My beta testers have been hard at work and have found several issues - thankfully minor. In the meantime, I've been creating renders, including animations, for the product page.
One thing that has always bothered me about the renders is that the grout seemed to me to be too bright and where you are looking through the glass at the grout, it appeared more pixelated than seemed right. This was especially noticeable in the animations where this caused a "sparkling" effect that I found very annoying and unrealistic. In addition, the color of the GB tended to bleed into the grout. In the past I had tried a number of things to correct this, but nothing worked.
Then, after looking at a test animation, and feeling annoyed once again, I had an epiphany and suddenly knew (or rather hoped) what I could do to correct this problem.
It worked!
Also, me being me
, I couldn't help but fiddle with the GB bumpiness pattern and I'm finally happy with the results.
Here's an animation with the grout fixed:
(I don't like what YouTube did to the quality, but...)
I also fiddled with the render settings and found that turning Progressive rendering on produced much better results than lowering the shading rate.
AND - it rendered in much less time! No more four-day rendering times for a short animation! The render time is
one-third what it was with the shading rate set to 0.25 - and the reflections were better!
All three of these renders have the ray trace max set to 4. Look at the reflection of the door, where the difference is most apparent.

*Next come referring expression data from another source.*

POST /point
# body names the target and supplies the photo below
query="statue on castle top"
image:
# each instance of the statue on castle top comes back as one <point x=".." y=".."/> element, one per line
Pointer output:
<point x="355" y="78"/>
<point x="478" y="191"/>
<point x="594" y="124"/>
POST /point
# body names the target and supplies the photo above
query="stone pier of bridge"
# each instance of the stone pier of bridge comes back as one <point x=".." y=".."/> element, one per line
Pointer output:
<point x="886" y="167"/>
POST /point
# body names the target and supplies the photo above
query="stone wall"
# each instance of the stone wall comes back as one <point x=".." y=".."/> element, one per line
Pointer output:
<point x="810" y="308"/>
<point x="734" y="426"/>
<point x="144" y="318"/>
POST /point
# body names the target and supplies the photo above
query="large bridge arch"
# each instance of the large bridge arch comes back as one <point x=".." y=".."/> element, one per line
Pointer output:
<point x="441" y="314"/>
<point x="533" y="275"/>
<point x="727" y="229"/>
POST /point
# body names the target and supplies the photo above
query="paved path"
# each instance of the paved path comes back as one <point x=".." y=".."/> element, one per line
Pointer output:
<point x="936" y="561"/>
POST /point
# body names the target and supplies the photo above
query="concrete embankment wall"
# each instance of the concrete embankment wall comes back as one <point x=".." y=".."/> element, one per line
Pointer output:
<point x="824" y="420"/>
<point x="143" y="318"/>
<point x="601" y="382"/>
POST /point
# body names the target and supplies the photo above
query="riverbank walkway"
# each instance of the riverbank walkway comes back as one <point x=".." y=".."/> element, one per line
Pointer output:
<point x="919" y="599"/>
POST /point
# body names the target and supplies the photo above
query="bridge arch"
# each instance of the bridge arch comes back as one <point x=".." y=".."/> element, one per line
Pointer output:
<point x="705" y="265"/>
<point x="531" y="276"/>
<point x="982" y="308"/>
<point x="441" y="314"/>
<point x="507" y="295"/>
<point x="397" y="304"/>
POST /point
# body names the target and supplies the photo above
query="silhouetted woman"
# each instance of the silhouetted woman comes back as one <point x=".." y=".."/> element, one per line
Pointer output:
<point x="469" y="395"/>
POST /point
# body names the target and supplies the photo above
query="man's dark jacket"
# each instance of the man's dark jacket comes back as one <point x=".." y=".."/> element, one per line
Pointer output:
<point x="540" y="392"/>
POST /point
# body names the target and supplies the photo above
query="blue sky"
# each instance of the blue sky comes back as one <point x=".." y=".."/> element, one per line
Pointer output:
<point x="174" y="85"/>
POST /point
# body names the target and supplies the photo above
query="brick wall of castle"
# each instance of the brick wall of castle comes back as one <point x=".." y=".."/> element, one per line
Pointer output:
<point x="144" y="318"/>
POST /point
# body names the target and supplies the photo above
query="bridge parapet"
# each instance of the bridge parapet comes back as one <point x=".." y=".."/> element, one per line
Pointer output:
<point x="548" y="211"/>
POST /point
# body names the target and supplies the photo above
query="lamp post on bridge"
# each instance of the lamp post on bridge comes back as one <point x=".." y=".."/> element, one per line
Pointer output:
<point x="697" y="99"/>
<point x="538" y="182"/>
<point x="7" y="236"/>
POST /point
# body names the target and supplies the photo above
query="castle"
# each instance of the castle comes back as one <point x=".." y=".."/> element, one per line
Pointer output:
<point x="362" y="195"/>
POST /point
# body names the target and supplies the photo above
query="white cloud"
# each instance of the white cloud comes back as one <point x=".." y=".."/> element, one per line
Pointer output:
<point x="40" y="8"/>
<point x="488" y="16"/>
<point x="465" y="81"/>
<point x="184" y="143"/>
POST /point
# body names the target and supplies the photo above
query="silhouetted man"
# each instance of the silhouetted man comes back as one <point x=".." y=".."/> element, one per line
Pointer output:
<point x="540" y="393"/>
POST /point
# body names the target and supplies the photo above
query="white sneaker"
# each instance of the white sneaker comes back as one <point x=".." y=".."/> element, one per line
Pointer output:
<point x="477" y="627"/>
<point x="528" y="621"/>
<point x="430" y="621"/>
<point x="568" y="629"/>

Progressive OFF, shading rate 1 (default). Render time = 2 minutes 36.81 seconds
Progressive OFF, shading rate 0.25. Render time = 6 minutes 55.83 seconds
Progressive ON. Render time = 2 minutes 9.2 seconds
After seeing these results, I have to wonder why Daz didn't use progressive as the default. I get that needing a quality reflection isn't often needed, but still, the progressive render took less time than with the shading rate set to the default and the quality of the render is at least as good (possible a tad better) in the non-reflected areas, so why use the slower alternative? Anyone know the why Daz chose to go with progressive off?